Giannis’s presence would allow Boston to deploy Tatum at the four in small-ball lineups without sacrificing rim protection, a luxury few teams enjoy. In an era where switch-heavy defenses dominate, the Celtics could become the league’s most versatile unit, capable of guarding 1-through-5 without a true weakness. That versatility would make them the favorite in any seven-game series, regardless of matchup.
What’s next: The Celtics open free agency on July 1 with Tatum under contract through 2030 and Giannis’s deal expiring in 2026. Milwaukee faces a pivotal summer, with Giannis’s future and the Bucks’ ability to retain Khris Middleton and Damian Lillard shaping their championship window. For Boston, the Tatum-Giannis buzz is a pressure test—how much are they willing to sacrifice to add a generational talent, and how quickly could they realistically pull it off? Read at ESPN
Why this matters
Stephen A. Smith’s take isn’t just noise; it’s a litmus test for how the NBA’s intelligentsia views Tatum’s co-star ceiling and Giannis’s movability. The clip reframes Boston’s championship ceiling overnight while forcing Milwaukee to confront whether Giannis’s prime years are better spent elsewhere. For fans, it’s a high-stakes thought experiment: a Tatum-Giannis frontcourt would instantly vault the Celtics into title contention, but the logistical hurdles—salary-cap gymnastics, draft compensation, and locker-room chemistry—are monumental. The debate exposes the tension between star power and roster construction in today’s NBA. The pairing also highlights the shifting power dynamics in the East, where Boston’s sustained excellence under Stevens now demands a response from teams like Milwaukee and Philadelphia. The hypothetical duo underscores a broader trend: in an era of superteams, the league’s next dynasty may hinge on whether two generational talents can coexist without ego or system clashes.
Frequently asked
Has Giannis Antetokounmpo ever been linked to the Boston Celtics before?
No. Giannis has spent his entire NBA career with the Milwaukee Bucks, and there’s no reporting linking him to Boston beyond Stephen A. Smith’s hypothetical scenario.
How much cap space would the Celtics need to add Giannis?

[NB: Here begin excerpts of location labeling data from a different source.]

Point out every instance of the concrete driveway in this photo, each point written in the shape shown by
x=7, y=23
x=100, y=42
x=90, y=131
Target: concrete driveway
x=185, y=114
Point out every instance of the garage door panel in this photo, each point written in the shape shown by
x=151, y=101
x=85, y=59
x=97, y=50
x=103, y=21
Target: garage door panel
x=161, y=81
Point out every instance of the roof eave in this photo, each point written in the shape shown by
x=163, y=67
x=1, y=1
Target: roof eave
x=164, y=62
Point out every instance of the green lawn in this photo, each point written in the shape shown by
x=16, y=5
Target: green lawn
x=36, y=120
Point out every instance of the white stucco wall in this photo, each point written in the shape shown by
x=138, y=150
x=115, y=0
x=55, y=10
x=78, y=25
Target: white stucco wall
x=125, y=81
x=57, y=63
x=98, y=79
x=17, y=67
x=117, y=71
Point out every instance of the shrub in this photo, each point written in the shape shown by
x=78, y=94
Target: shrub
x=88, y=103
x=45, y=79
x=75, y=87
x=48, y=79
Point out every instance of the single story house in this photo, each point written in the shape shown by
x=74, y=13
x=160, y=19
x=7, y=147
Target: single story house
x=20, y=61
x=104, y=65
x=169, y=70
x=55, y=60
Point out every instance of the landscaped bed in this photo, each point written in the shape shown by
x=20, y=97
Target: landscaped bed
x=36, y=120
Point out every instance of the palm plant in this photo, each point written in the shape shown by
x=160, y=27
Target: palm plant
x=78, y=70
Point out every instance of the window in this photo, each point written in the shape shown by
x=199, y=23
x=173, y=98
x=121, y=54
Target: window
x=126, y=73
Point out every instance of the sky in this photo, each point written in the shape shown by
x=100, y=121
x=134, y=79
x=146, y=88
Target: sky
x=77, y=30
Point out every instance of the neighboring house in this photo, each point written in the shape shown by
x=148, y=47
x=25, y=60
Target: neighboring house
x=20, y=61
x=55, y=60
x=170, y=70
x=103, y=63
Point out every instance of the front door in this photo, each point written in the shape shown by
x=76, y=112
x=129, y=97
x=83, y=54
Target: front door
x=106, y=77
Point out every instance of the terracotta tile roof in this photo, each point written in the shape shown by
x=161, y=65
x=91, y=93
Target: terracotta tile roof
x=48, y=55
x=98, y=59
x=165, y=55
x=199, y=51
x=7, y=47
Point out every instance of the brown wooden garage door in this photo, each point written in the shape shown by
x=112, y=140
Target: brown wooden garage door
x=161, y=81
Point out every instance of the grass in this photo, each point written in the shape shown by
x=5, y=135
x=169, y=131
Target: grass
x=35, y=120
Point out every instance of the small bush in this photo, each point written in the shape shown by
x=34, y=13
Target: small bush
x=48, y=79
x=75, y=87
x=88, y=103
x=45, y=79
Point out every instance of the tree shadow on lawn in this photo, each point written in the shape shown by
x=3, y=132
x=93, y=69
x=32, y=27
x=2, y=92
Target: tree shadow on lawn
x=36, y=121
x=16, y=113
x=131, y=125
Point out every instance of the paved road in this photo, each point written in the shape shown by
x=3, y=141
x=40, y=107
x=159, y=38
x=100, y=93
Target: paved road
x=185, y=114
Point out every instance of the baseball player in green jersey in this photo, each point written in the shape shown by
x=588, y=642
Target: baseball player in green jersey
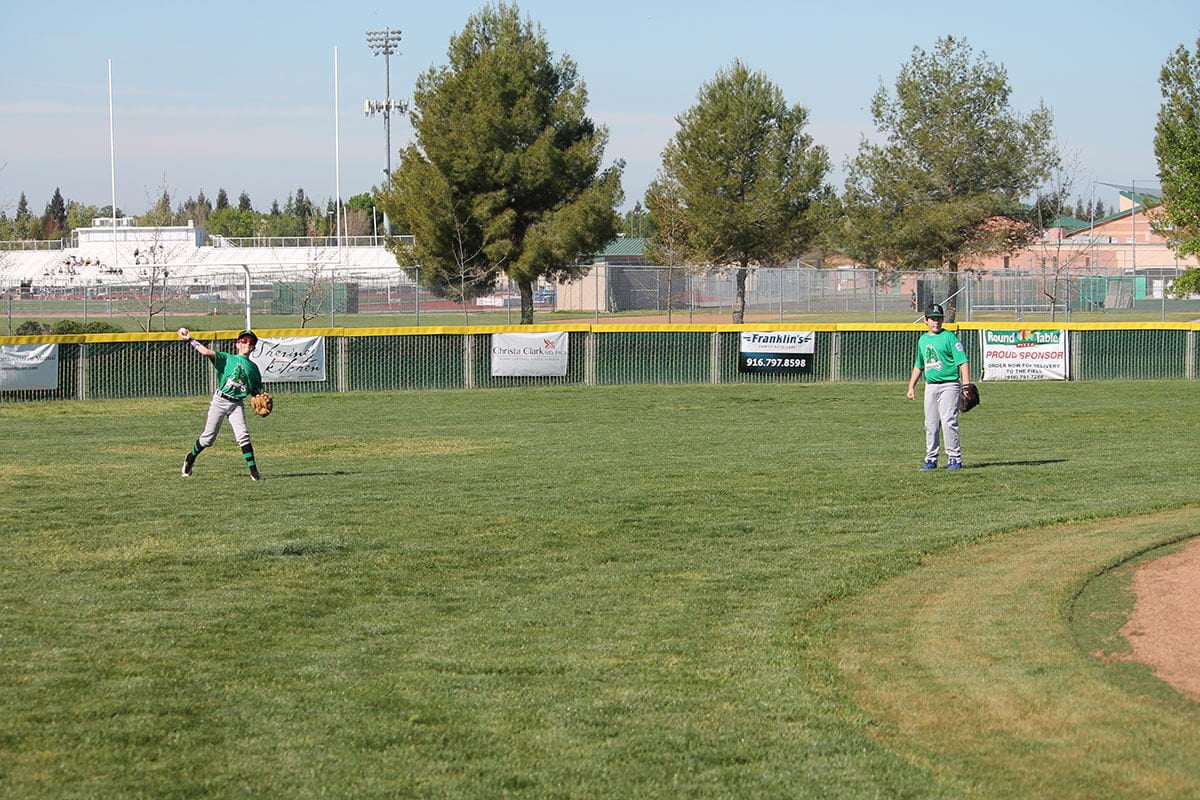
x=238, y=378
x=943, y=362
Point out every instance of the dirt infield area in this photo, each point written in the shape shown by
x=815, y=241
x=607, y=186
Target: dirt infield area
x=1164, y=629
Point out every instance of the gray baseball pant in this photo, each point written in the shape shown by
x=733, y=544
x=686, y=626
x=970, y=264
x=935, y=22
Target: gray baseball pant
x=219, y=409
x=942, y=414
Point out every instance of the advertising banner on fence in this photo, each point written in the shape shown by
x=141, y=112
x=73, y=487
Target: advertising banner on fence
x=529, y=354
x=1024, y=355
x=29, y=366
x=777, y=352
x=291, y=360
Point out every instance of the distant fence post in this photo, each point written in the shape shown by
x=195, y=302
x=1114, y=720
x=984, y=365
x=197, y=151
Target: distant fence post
x=714, y=358
x=468, y=361
x=82, y=372
x=589, y=359
x=342, y=349
x=835, y=356
x=1189, y=368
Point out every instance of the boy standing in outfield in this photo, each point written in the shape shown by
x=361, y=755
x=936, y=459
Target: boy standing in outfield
x=942, y=360
x=238, y=378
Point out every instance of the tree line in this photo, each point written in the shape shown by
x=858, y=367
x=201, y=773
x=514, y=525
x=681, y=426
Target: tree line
x=507, y=178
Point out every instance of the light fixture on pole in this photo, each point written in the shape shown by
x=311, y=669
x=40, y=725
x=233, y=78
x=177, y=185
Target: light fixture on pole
x=384, y=42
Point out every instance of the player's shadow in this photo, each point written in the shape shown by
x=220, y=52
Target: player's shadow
x=1038, y=462
x=282, y=475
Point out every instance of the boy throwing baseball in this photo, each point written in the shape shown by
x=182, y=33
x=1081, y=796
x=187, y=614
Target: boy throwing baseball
x=942, y=360
x=238, y=378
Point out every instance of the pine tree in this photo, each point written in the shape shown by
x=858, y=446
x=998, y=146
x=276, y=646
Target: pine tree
x=504, y=178
x=54, y=221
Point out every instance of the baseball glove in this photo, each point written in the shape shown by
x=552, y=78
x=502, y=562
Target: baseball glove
x=969, y=398
x=263, y=403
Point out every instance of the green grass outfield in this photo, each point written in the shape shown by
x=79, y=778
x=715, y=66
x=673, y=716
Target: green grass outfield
x=629, y=591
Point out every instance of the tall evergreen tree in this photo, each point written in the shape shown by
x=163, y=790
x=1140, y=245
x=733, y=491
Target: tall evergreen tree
x=504, y=176
x=947, y=179
x=54, y=221
x=744, y=176
x=1177, y=149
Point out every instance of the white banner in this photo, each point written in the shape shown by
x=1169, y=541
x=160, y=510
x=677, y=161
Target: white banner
x=29, y=366
x=777, y=352
x=1025, y=355
x=291, y=360
x=529, y=354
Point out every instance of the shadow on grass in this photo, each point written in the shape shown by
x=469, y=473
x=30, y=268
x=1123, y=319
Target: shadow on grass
x=279, y=476
x=1039, y=462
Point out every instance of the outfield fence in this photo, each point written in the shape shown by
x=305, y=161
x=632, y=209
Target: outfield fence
x=153, y=365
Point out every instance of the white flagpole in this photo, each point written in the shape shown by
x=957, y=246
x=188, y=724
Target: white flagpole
x=112, y=157
x=337, y=162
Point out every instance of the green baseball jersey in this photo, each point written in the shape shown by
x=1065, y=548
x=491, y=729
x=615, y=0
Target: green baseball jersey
x=940, y=355
x=237, y=374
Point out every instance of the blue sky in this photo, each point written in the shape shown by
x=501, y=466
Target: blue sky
x=241, y=95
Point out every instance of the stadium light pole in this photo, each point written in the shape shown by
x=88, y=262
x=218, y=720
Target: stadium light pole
x=384, y=42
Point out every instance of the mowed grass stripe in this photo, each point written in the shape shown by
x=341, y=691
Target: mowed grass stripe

Exact figures depend on Giannis’s next contract, but pairing him with Tatum would likely require Boston to shed salary via trade or stretch provision, given their projected 2025-26 payroll.
What’s the biggest obstacle to a Tatum-Giannis duo?
Salary-cap constraints and draft capital. Giannis’s next deal will command max-level money, and Boston’s ability to absorb that cost without gutting their supporting cast is the primary hurdle.
Would Giannis and Tatum actually play well together?
Historically, superteams built around two primary ball-dominant stars struggle. But Tatum and Giannis’s complementary skill sets—elite scoring, defense, and versatility—could mitigate those risks.
When does Giannis’s contract expire?
Giannis’s current deal ends after the 2025-26 season, making this summer the first realistic window for a blockbuster move if Milwaukee explores trade scenarios.
How has Stephen A. Smith’s take been received by other analysts?
Reactions are split. Some, like Max Kellerman, dismiss the idea as unrealistic due to Giannis’s ties to Milwaukee, while others acknowledge the on-court upside of the pairing. The debate itself, however, has amplified the trade discourse across the league.